But our nation did overcome that stain on our history and later overcame the Jim Crow laws and many other struggles, financial, military, etc. It was not only because we set our aim high on such transcendent values as are found in the Declaration of Independence, but primarily because we set our sights on God for our help and for the source of our guidance in all things. Although the motto “In God We Trust” was only approved as the official United States motto in July 1956, the use of this motto on coinage dates back to the Civil War and its use on our coinage was urged by popular demand for a way to honor the God that the majority of Americans worshipped. Moreover, for most of our nation’s history, we have been an inherently Christian people. Our founding fathers and mothers, who fought courageously against overwhelming odds, suffering deprivation and loss of loved ones in the Revolutionary War, nonetheless defeated the most powerful military power on the face of the earth at the time. What gave them such courage and resolve to achieve this unthinkable feat? They were all products of the Great Awakening, three or four great waves of revival and increasing religious fervor, that swept across the population of the colonies and the early states in the 18th and 19th centuries.
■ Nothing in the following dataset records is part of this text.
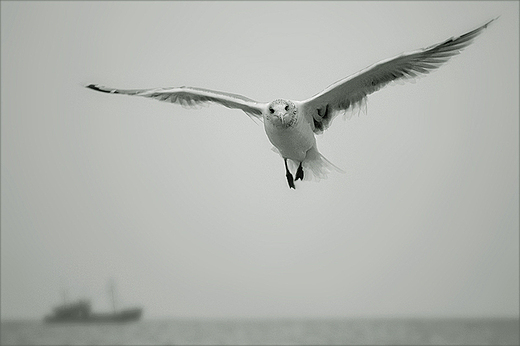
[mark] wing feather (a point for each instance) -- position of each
(352, 91)
(192, 97)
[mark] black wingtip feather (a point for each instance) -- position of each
(97, 88)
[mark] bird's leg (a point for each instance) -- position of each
(299, 172)
(289, 175)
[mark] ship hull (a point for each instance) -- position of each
(122, 316)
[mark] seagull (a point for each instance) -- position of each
(291, 125)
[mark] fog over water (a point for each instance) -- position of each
(188, 210)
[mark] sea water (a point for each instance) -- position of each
(267, 332)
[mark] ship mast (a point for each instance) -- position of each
(113, 294)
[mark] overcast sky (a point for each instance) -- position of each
(189, 210)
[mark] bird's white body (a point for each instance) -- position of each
(294, 141)
(291, 125)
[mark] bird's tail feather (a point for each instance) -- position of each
(316, 166)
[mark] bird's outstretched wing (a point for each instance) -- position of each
(353, 90)
(189, 97)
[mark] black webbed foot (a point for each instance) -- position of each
(288, 175)
(299, 172)
(290, 180)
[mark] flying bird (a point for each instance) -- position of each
(291, 125)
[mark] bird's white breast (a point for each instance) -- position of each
(294, 141)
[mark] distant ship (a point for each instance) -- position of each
(80, 312)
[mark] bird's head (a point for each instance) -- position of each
(282, 113)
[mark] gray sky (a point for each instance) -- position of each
(189, 210)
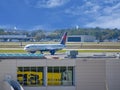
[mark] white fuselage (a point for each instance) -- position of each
(43, 47)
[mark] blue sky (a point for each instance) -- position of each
(59, 14)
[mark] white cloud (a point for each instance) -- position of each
(86, 8)
(106, 22)
(46, 3)
(109, 19)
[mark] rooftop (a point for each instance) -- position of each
(21, 56)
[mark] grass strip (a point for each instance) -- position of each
(60, 51)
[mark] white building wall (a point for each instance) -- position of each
(113, 74)
(90, 74)
(7, 70)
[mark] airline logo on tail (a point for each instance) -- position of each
(63, 40)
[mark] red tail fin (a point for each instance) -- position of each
(63, 40)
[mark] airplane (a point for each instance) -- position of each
(52, 48)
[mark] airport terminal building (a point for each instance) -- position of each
(38, 72)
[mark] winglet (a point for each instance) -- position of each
(64, 37)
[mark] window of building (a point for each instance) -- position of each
(60, 76)
(30, 76)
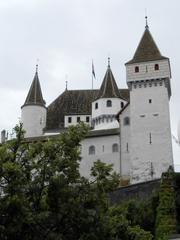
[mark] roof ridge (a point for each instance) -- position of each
(147, 49)
(35, 96)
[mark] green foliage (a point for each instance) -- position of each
(166, 211)
(43, 196)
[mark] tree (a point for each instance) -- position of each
(43, 196)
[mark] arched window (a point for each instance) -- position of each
(115, 147)
(156, 67)
(136, 69)
(92, 150)
(109, 103)
(126, 121)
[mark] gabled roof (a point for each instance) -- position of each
(34, 96)
(73, 102)
(147, 49)
(109, 88)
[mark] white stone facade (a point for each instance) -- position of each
(147, 70)
(103, 150)
(70, 120)
(141, 148)
(151, 147)
(33, 118)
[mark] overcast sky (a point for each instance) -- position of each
(65, 35)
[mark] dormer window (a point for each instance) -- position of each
(156, 67)
(109, 103)
(136, 69)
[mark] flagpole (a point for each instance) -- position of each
(92, 74)
(92, 80)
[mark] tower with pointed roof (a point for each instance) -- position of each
(33, 111)
(107, 103)
(148, 77)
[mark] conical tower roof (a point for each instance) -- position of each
(147, 49)
(34, 96)
(109, 88)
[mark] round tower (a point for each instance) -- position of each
(33, 112)
(108, 103)
(148, 76)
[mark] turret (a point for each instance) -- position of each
(148, 64)
(108, 102)
(33, 111)
(148, 78)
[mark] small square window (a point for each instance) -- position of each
(136, 69)
(78, 119)
(69, 119)
(87, 119)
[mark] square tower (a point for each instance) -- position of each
(148, 77)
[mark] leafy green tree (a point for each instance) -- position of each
(43, 196)
(166, 211)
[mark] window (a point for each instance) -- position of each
(127, 147)
(103, 148)
(109, 103)
(126, 121)
(115, 147)
(156, 67)
(122, 104)
(78, 119)
(87, 119)
(136, 69)
(69, 119)
(92, 150)
(150, 138)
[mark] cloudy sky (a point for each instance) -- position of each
(65, 35)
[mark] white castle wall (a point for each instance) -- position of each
(150, 131)
(33, 118)
(103, 151)
(103, 109)
(74, 120)
(147, 71)
(125, 144)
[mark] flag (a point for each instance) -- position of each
(93, 72)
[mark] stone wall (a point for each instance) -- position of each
(136, 191)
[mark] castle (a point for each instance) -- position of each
(130, 128)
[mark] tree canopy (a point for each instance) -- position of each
(43, 195)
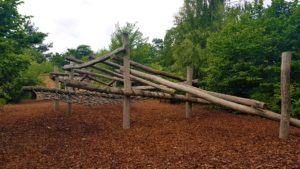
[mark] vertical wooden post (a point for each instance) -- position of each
(71, 76)
(127, 83)
(189, 81)
(285, 95)
(57, 86)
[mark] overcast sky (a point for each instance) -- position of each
(70, 23)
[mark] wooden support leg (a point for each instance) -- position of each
(127, 84)
(57, 86)
(285, 95)
(189, 81)
(69, 111)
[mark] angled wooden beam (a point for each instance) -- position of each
(127, 82)
(95, 61)
(285, 95)
(97, 75)
(189, 81)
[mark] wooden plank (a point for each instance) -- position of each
(189, 81)
(127, 83)
(285, 95)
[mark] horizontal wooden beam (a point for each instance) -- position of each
(110, 90)
(96, 60)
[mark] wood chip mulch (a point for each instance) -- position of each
(32, 136)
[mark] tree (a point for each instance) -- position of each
(80, 52)
(249, 49)
(140, 49)
(18, 40)
(185, 43)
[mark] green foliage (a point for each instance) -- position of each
(80, 52)
(236, 50)
(140, 50)
(20, 44)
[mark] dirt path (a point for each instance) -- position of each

It seemed as if God were preparing the population for the great struggles ahead of them. And there were tremendous struggles. Certainly, there were the early victories of Lexington and Concord that sparked the Revolution and gave people of the colonies courage and hope to face off against their mother country, the great, rich, military power, the United Kingdom of Great Britain. Moreover, the Battle of Bunker Hill in June 1775 encouraged the fledgling independence movement. But despite these early successes, the entire year of 1776, the year in which our founders signed the Declaration of Independence, was a very hard year for the young American Army and their relatively inexperienced general, George Washington. There were a series of defeats that only seemed to turn when Washington and his troops surprised the enemy at Trenton, New Jersey, crossing the Delaware River on the evening of December 25th, catching the British and Hessian troops at Trenton completely by surprise, delivering the first decisive victory of the year to the Americans. There were still challenges to follow in 1777, though they did not seem as dire as what the Army faced during the year of 1776. Additionally, there was a brutal winter spent at Valley Forge during the winter of 1777-78, but against all odds, the American Army emerged from that winter hardened and well-trained thanks to the efforts of Baron Von Steuben.
On this day when we celebrate the independence of our nation, we should never forget the struggles that have gone before us to ensure freedom for all of our people. Like all nations, we have had our challenges and our failures, yet our country has emerged as one of the greatest nations in the history of the world, not because we were a better people than others, but because we followed a Great and Amazing God. So let us be thankful on this day for the blessings of freedom and the success against all odds that Our God has granted us in these 237 years of liberty.